La pubblica amministrazione valdostana è pronta alla rivoluzione digitale? Una parziale risposta al quesito è arrivata ieri dal Comitato Vda Riparte che ha promosso in Valle d’Aosta la raccolta firme per due iniziative di legge popolare sui trasporti e la democrazia.
I volontari del Comitato, infatti, per la prima volta in Valle d’Aosta hanno deciso di richiedere ai comuni i certificati elettorali digitali.
A parte due comuni piccoli, non dotati di firma digitale, solo Aosta e Gignod hanno scelto di fornire ai volontari i certificati su carta. “I funzionari di Aosta hanno spiegato che per una questione di velocità di procedura e di comodità preferivano consegnarci i certificati cartacei” sottolinea Patrizia Neri che per il Comitato si è occupata delle questioni più burocratiche.
Risultato: 1850 certificati cartacei che sommati ai moduli sottoscritti dai cittadini hanno riempito un’intera valigia con le ruote. “Se avessimo chiesto per tutti e 78 i comuni i certificati cartacei ci sarebbe servito un Tir per consegnare la documentazione in Regione”. Le firme raccolte dal comitato sono state 14.179.
La scelta del Comitato è stata dettata oltre che dalla necessità di ottimizzare le procedure anche dall’aspetto ambientale. “La carta costa anche da un punto di vista ambientale”.
Per ricevere i documenti digitali il Comitato si è dovuto attrezzare di posta elettronica certificata e di un software, scaricabile gratuitamente, per leggere i documenti. “L’esperienza è stata positiva, pensavo di trovare più resistenze o ostacoli – aggiunge Patrizia Neri – invece tutti i documenti erano conformi alle caratteristiche richieste e ho trovato molta disponibilità e cortesia da parte di tutti gli interlocutori, che ci va ben sperar sull’avanzamento tecnologico della Pubblica amministrazione”.

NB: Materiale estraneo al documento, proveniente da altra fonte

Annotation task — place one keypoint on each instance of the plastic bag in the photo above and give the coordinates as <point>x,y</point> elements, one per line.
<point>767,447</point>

Gli uffici del Consiglio regionale avranno ora 20 giorni di tempo per esaminare i documenti presentati dal Comitato. Controllo che, con sorpresa dei volontari, passerà tutto su carta, per accelerare la procedura. “Nonostante la consegna di due Usb con i certificati elettorali digitali ci hanno detto che dovranno stampare tutto”.